Interfel, ANPP, FNPF ont été déboutés en référé contre Biocoop pour sa campagne publicitaire « N’achetez pas… Achetons responsable ». La pub pour les pommes a été jugée non attaquable.
« Achetons responsable », la dernière campagne publicitaire du réseau Biocoop, déployée du 15 au 30 septembre 2014 en salles de cinéma et sur affichage, a suscité de vives réactions au sein de la profession agricole. Traitée volontairement sur un ton décalé en incitant à regarder derrière les apparences, « elle vise à valoriser le positionnement engagé et militant de Biocoop », « à faire appel à l’éco-responsabilité et la transparence », explique l’enseigne. Elle concerne les produits de consommation courante, comme le lait, la pomme, les œufs, le riz et montre les effets néfastes de la production chimique intensive pour la planète et la santé. Son but est « de donner l’information et de laisser au consommateur son libre-arbitre ».
Accusée de dénigrement
Qualifiant cette campagne « de très agressive et stigmatisante », la FNSEA a réagi aux slogans « N’achetez pas de pommes (traitées chimiquement) » et « N’achetez pas du lait (non bio) ». Le syndicat majoritaire s’est dit « convaincu que valoriser sans stigmatiser, c'est possible » et doute que le développement de la bio doive « se construire sur un dénigrement des autres modes de production ».
À un moment où le consommateur se méfie de la qualité des produits alimentaires, les porte-paroles de la FNSEA considèrent qu’« en tant qu'acteur de la chaîne alimentaire, notre responsabilité doit être de participer à restaurer la confiance du consommateur dans son alimentation, chacun à notre niveau. »

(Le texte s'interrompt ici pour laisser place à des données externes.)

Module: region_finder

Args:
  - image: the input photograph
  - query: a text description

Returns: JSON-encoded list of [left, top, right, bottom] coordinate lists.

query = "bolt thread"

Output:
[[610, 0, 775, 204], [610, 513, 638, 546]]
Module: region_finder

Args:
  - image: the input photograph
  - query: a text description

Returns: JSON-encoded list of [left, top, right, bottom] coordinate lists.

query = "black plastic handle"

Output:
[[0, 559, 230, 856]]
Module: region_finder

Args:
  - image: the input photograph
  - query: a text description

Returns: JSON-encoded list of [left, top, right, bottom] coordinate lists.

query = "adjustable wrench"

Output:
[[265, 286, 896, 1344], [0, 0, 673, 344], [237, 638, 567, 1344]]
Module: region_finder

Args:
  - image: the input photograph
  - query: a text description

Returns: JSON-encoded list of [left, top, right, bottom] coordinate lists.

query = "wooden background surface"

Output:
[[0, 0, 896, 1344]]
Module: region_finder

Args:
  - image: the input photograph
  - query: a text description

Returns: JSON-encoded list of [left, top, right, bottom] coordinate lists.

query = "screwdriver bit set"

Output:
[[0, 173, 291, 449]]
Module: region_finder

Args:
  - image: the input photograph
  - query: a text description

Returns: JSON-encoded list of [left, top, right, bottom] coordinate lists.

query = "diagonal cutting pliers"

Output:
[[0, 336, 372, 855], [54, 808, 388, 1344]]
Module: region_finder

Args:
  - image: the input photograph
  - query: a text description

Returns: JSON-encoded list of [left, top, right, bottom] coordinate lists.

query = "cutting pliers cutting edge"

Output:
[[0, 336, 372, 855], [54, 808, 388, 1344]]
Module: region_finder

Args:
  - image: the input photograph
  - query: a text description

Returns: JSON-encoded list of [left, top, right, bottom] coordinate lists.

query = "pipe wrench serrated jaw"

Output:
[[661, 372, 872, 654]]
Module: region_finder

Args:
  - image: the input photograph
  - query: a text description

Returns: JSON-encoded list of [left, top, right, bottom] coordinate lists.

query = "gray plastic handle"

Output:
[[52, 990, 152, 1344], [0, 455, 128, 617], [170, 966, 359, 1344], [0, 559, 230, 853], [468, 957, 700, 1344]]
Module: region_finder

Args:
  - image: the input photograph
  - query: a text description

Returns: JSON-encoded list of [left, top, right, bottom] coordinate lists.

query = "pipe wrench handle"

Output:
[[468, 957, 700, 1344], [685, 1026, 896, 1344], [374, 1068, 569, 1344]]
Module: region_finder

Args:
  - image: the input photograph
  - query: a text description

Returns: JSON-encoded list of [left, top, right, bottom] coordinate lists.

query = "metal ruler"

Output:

Une requête a été présentée auprès du tribunal de grande instance de Paris par l’association interprofessionnelle des fruits et légumes frais (Interfel), l’association nationale pommes poires (ANPP) et la fédération nationale des producteurs de fruits (FNPF). Le motif invoqué portait sur le fait que la campagne publicitaire de Biocoop était de nature à causer un dommage à toutes les filières et induire en erreur le consommateur.
Rejet de la requête
Par une ordonnance datée du 28 octobre 2014, le président du tribunal de grande instance de Paris a rejeté cette requête. Il a estimé que « les requérantes ne peuvent soutenir (…) que la vue de ces visuels détourne le consommateur de la consommation de pommes et être ainsi à l'origine d'une altération substantielle de son comportement économique ».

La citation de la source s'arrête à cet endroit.